Which gets, I think, to the base of why we celebrate saints in the Church. Some people show us that this Christianity business actually works. They show us that Christianity is a realistic life and not a just set of empty platitudes and abstract doctrines. We can see in these saints how the Gospel can transform our lives into something new. St. Francis’ life has several of these Gospel moments, but in this sermon I would like to raise up one moment in particular. Francis was born to a wealthy, Italian cloth merchant and a French noblewoman, and as a young person he was more than happy to enjoy his life of wealth and privilege. He liked to wear nice clothes, he liked to party with his friends. He even joined the military and acted the part of the gallant military officer. He had the good life. He had the best of island life, so to speak. But he was always far too generous for his own good, and would give away everything in his pockets to beggars he met. When his generosity began to eat into the bottom line of the family business, his father bullied to be more sensible with his money, quite reasonably fearful that his son was giving himself into penury. Finally, when Francis started throwing away his money to fund the rebuilding of a chapel near Assisi, his father had enough and he dragged him before the bishop of Assisi to demand restitution from the Church for taking his foolish son’s money. And in that moment, Francis realized that he had a choice between this world and the Kingdom of God. He couldn’t keep both, and he had to make this decisive decision in a very real way. So he stood up before the gathered crowd and renounced any claim to his inheritance from his father. He stripped off the clothes that his father’s money had purchased and piled them neatly in front of his father. He turned his back on his father and as he approached the bishop, the bishop opened his cloak and surrounded Francis with it. . In the words of our reading today, “Come unto me, all ye that labour and are heavy laden, and I will give you rest.” Francis dropped the burden of his father’s life, and fled to the promise of the open arms of Jesus. “For my yoke is easy, and my burden is light.”

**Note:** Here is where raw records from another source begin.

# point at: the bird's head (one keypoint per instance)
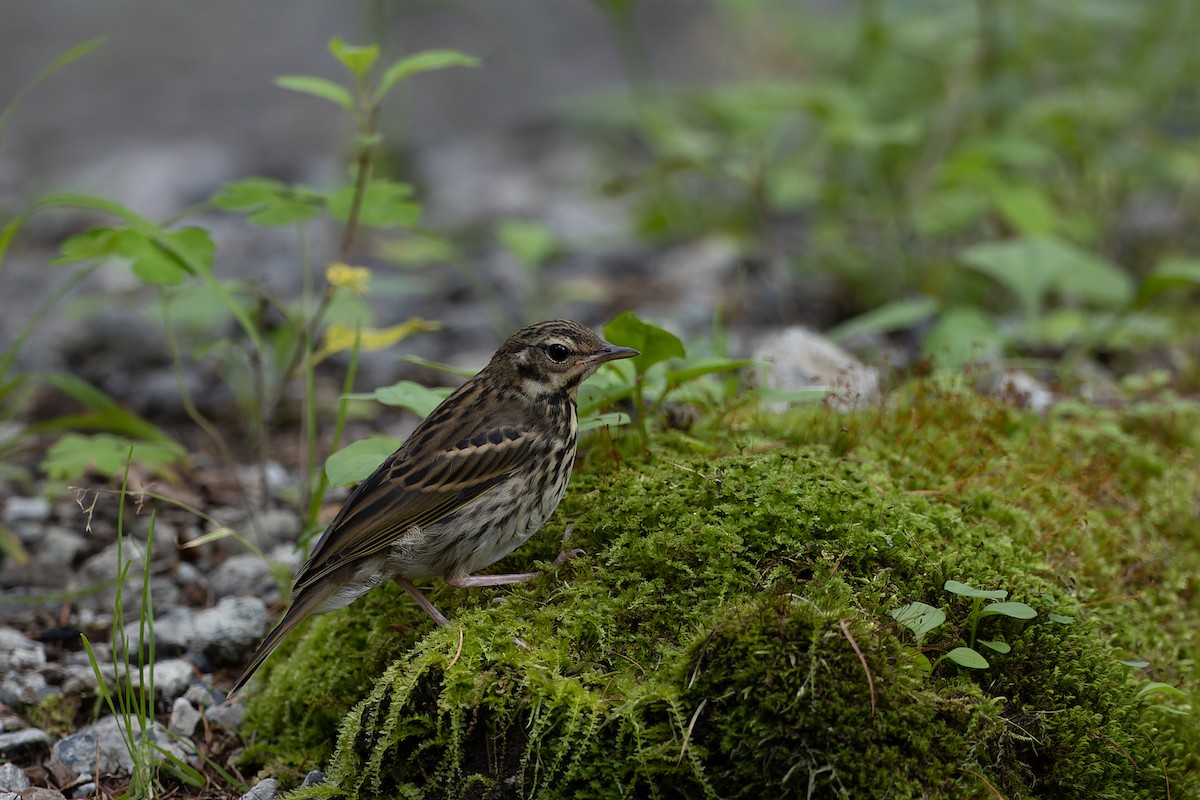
(555, 356)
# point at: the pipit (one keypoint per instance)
(477, 479)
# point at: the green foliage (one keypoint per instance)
(729, 632)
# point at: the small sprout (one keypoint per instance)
(919, 618)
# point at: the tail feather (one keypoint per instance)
(305, 603)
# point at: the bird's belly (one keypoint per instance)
(484, 531)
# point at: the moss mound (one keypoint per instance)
(727, 632)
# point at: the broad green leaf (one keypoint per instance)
(967, 590)
(611, 420)
(967, 657)
(269, 203)
(318, 88)
(889, 317)
(424, 61)
(76, 453)
(654, 343)
(919, 618)
(357, 461)
(1026, 208)
(1158, 687)
(960, 337)
(384, 204)
(531, 242)
(1171, 274)
(1017, 611)
(1017, 266)
(417, 398)
(357, 58)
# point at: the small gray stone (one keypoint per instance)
(12, 779)
(264, 789)
(27, 510)
(202, 696)
(81, 755)
(60, 546)
(279, 525)
(227, 715)
(243, 575)
(18, 651)
(803, 359)
(172, 678)
(228, 632)
(1018, 388)
(184, 717)
(18, 740)
(113, 753)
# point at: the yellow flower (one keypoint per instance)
(352, 278)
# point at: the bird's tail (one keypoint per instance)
(309, 601)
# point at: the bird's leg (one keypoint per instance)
(423, 601)
(469, 581)
(564, 554)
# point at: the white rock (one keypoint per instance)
(184, 717)
(798, 358)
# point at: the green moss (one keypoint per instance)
(727, 632)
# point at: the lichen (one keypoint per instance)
(726, 632)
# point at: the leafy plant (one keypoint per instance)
(921, 619)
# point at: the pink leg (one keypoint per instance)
(469, 581)
(423, 601)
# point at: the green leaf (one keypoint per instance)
(1017, 611)
(269, 203)
(385, 204)
(654, 343)
(63, 60)
(160, 258)
(318, 88)
(417, 398)
(967, 657)
(960, 337)
(531, 242)
(889, 317)
(611, 420)
(75, 455)
(424, 61)
(919, 618)
(1035, 266)
(967, 590)
(357, 58)
(357, 461)
(1171, 274)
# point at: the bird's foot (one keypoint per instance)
(423, 601)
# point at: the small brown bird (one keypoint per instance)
(477, 479)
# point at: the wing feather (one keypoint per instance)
(399, 495)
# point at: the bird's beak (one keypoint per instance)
(612, 353)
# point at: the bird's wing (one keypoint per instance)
(418, 486)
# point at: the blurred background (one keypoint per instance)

And this is exactly what the Gospel calls all of us to do—to flee the ways of this world and to seek our rest in the arms of Jesus. St. Francis realized he was a castaway. He had the best parts of island life. He had wealth and respectability. He had friends and family. He served his nation honorably in military service. He even had the Church when he was feeling “spiritual.” Perhaps he should have been satisfied with that, but then he received his message in a bottle, the Gospel of Christ and he knew the island life of his father wasn’t going to be enough.
We remember this moment because we find in the same Gospel a message of where we’re from and where we’re going. We can’t be sure that this message in a bottle is true, it is after all one message among many that say many different things about these matters. It is only because we, by the grace of God, realize that we are also castaways. Grace isn’t always this sense of serenity and comfort that some hymns make it sound. Sometimes grace is a sense of homelessness in this world.
Which isn’t to say, on the other hand, that this world is all bad. Island really can be good, even if it isn’t all there is to the story. We see in this hymn Francis wrote, all creatures of our God and king, a deep love and awe for this world. Even as we wait for our true home with God, for our ship to come in, island life is transformed by grace into the loving gift of God. Francis wrote this hymn about “Sister death” when he was dying his own particularly agonizing death. Even death for him was transformed by the Gospel into something that points the way to our true home in God. This is Francis’ meaning for us—to let all our lives and all our world be transformed into the loving gifts of God. In the Gospel, our world becomes the creation of God. In the Gospel all the people around us become our neighbors. In the Gospel the bread and wine of the Eucharist are transformed into the presence of God for us. In the Gospel, sinners like us can be transformed into saints. Amen.